The idea of Stephanie Brown as Robin was so fresh and strange as a direction, but was handled so clumsily and with such obvious institutionalised sexism that it was pretty vile to witness, both as a cultural observer and as a fan who's also a feminist.
Essentially, for those not familiar with the character or with Robin's larger back story: when the second Robin, a boy named Jason, died, Batman created a memorial out of his costume in the Batcave. Stephanie was the fourth Robin, and her costume was different to the three boys who'd had it before her in that she sewed a red skirt for herself. Just a few months after her first issue as Robin was released, Stephanie was tortured to death with a power drill by a villain, and then died with Batman at her bedside.
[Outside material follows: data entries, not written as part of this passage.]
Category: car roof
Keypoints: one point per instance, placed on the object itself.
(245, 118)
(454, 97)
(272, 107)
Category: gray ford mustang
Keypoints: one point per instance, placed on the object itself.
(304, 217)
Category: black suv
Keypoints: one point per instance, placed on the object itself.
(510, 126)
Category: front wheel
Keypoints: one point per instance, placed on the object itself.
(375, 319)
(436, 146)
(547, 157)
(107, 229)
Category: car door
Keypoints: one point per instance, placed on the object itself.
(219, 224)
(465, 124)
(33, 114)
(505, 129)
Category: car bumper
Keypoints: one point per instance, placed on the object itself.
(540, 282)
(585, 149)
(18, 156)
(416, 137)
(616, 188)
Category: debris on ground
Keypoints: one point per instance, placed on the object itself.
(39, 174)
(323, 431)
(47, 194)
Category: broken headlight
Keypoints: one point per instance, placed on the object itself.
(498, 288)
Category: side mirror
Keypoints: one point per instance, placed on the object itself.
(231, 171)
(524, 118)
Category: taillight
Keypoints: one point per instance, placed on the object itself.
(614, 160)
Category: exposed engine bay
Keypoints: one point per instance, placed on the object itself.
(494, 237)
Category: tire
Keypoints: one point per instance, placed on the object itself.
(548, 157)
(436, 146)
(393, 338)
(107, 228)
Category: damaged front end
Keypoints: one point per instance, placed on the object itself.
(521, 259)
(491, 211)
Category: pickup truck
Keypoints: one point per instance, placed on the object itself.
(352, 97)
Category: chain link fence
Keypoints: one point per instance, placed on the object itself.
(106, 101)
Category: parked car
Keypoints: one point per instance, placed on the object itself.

The sexualised violence alone was pretty vomitous, but what made it so, so much worse for me was that Batman promptly forgot her. DC's Editor in Chief had the gall to respond to questions of how her death would affect future stories by saying that her loss would continue to impact the stories of the heroes -- how sick is that? Not only is the statement clearly untrue, since the comics were chugging along their merry way with no mention of her or her death, but it was also an example of the ingrained sexism of so much of our culture. Stephanie herself was a hero, and had been a hero for more than a decade's worth of comics, but the Editor's statement made it clear that he only thought of male characters as heroes, and the females as catalysts for those stories. It was a very clear example of the Women in Refrigerators trope, which has been a problem with superhero comics for far, far too long.
Lots of good stuff here on Spock on Uhura, and on Carrie Kelly in Frank Miller's The Dark Knight Returns:
Robin crosses all sorts of imposed gender boundaries, both literal and figurative. Carrie Kelley, for example, the young girl who becomes Robin in Frank Miller's The Dark Knight Returns, is referred to by a news broadcaster as 'the Boy Wonder'; she looks completely androgynous in-costume, and so is assumed to be a boy. Dick Grayson and Tim Drake both assume female identities to go undercover in numerous stories -- Dick even played Bruce's wife on one occasion back in the forties -- and Stephanie Brown's superhero identity before she became a Robin, the Spoiler, is thought to be a boy even by her own father.
Never understood why Miller made Kelley take on a different identity in The Dark Knight Strikes Again.